The idea of a Volksgeist need not, but can, be used for specifically conservative purposes, as witness the later Nazi confusion of the distinctions between Volksgeist and race. The concept of the Volk is difficult to define, but important to grasp as a central factor in Heidegger's turn toward Nazism. According to Bourdieu, who mainly bases himself on Mosse, the völkisch perspective is an attitude toward the world, which
resists any objectification, englobing literary, historical, and philosophical sources, as well as biological and philological forms of racism, including a series of confused views regarding phantasms, technology, workers, the elite, the people, and concerning history and country.[53] Mosse stresses the filiation leading from romanticism to the idea of the Volk , which he regards as similarly irrational and emotional. He adduces a series of traits as characteristic of right-wing, völkisch thought, including the Volk as a desired unity beyond contemporary reality, "a more tangible vessel for the life force that flowed from the cosmos," a romantic pantheistic concept of nature, a view of the spirit as limited to a national entity, and a concept of man as not vanquishing or overcoming nature but as living in harmony with it.[54] Heidegger's later exaltation of allegedly misunderstood nature as physis through his conception of Gelassenheit is, with the exception of the philosophical formulation, typical of the Volk perspective. From a quasi-philosophical perspective, the Volk point of view reached its dubious high point in the insistence of Alfred Rosenberg, the chief Nazi ideologist, in his analysis of the alleged myth of the twentieth century, on soul as the interior form of race and the racial soul as the effective motor of history.[55]

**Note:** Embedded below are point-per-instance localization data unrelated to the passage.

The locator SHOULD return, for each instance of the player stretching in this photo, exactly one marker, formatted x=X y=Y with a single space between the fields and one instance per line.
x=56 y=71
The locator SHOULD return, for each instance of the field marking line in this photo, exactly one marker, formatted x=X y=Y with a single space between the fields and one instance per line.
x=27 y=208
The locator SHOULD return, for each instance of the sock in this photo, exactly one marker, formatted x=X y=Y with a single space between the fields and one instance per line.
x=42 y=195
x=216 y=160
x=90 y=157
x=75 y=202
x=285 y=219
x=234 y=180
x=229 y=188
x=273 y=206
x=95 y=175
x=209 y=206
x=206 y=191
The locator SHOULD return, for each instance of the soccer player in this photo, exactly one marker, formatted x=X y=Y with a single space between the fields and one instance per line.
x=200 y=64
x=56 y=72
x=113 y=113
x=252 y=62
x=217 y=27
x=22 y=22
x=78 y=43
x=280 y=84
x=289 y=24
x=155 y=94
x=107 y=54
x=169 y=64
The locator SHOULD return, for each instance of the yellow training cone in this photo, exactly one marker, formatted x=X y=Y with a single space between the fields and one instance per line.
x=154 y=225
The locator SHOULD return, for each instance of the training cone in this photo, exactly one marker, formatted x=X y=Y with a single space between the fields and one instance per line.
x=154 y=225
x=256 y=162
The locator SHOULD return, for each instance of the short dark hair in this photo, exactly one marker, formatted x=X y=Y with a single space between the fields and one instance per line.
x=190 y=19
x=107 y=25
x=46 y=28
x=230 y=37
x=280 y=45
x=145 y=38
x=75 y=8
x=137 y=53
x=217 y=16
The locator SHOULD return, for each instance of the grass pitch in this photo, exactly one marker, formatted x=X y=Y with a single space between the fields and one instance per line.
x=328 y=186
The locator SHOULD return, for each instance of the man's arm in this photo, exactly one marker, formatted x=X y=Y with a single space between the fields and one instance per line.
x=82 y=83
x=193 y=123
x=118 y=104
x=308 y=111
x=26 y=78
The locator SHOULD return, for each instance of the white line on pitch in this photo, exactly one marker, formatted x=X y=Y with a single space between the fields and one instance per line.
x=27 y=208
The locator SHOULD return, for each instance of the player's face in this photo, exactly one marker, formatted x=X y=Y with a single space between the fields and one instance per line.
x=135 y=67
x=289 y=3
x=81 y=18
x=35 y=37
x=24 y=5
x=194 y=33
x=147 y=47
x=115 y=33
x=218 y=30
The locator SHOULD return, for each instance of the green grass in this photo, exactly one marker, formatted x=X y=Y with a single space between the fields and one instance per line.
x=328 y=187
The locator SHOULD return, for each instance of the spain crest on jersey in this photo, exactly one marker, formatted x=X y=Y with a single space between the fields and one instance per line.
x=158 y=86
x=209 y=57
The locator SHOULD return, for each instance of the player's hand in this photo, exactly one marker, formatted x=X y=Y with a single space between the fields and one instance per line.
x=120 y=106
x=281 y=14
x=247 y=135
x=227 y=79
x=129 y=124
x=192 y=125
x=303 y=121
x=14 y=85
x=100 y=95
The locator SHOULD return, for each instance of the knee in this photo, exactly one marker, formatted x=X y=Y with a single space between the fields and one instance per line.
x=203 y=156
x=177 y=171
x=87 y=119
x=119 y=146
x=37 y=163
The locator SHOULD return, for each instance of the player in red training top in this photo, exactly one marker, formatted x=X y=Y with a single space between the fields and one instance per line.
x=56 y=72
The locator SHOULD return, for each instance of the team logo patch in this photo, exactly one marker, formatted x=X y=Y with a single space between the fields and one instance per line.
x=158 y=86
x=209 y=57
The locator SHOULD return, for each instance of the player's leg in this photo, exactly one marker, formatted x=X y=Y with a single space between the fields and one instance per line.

Romantic thought is essentially antirationalist, directed against the Enlightenment and its legitimate achievements in the defense of reason. Whereas the Enlightenment thinker seeks a rational solution to the problems of society, founded on faith in reason, the disillusioned romantic[56] typically eschews reason in an effort to return into oneself to seek the proper attitude to life and reality. There is a clear connection between the intrinsically romantic effort to resolve the great social and political problems of the day through essentially magical solutions and the essential antirationalism common to all forms of totalitarian thought. Berlin's account of the antirationalistic, romantic approach to human life and action, including the problem of alienation, in the writings of Joseph de Maistre, an early forerunner of fascism, is an accurate description of the Volk -ideological approach to modern life which influenced Heidegger's own Nazi turning:
Human action in his [i.e., Maistre's] sense is justified only when it derives from that tendency in human beings which is directed neither to happiness nor to comfort, nor to neat, logically coherent patterns of life, nor to self-assertion and self-aggrandizement, but to the fulfillment of an unfathomable divine purpose which men cannot, and should not try to, fathom— and which they deny at their peril.[57]
In his own way, Heidegger echoes this concern in his steadfast insistence throughout his entire career on the importance of Being. It is literally
through uncognizable Being, which in his view towers over beings, or mere entities, and human being alike, that he sought to comprehend all questions concerning human being now and in the future.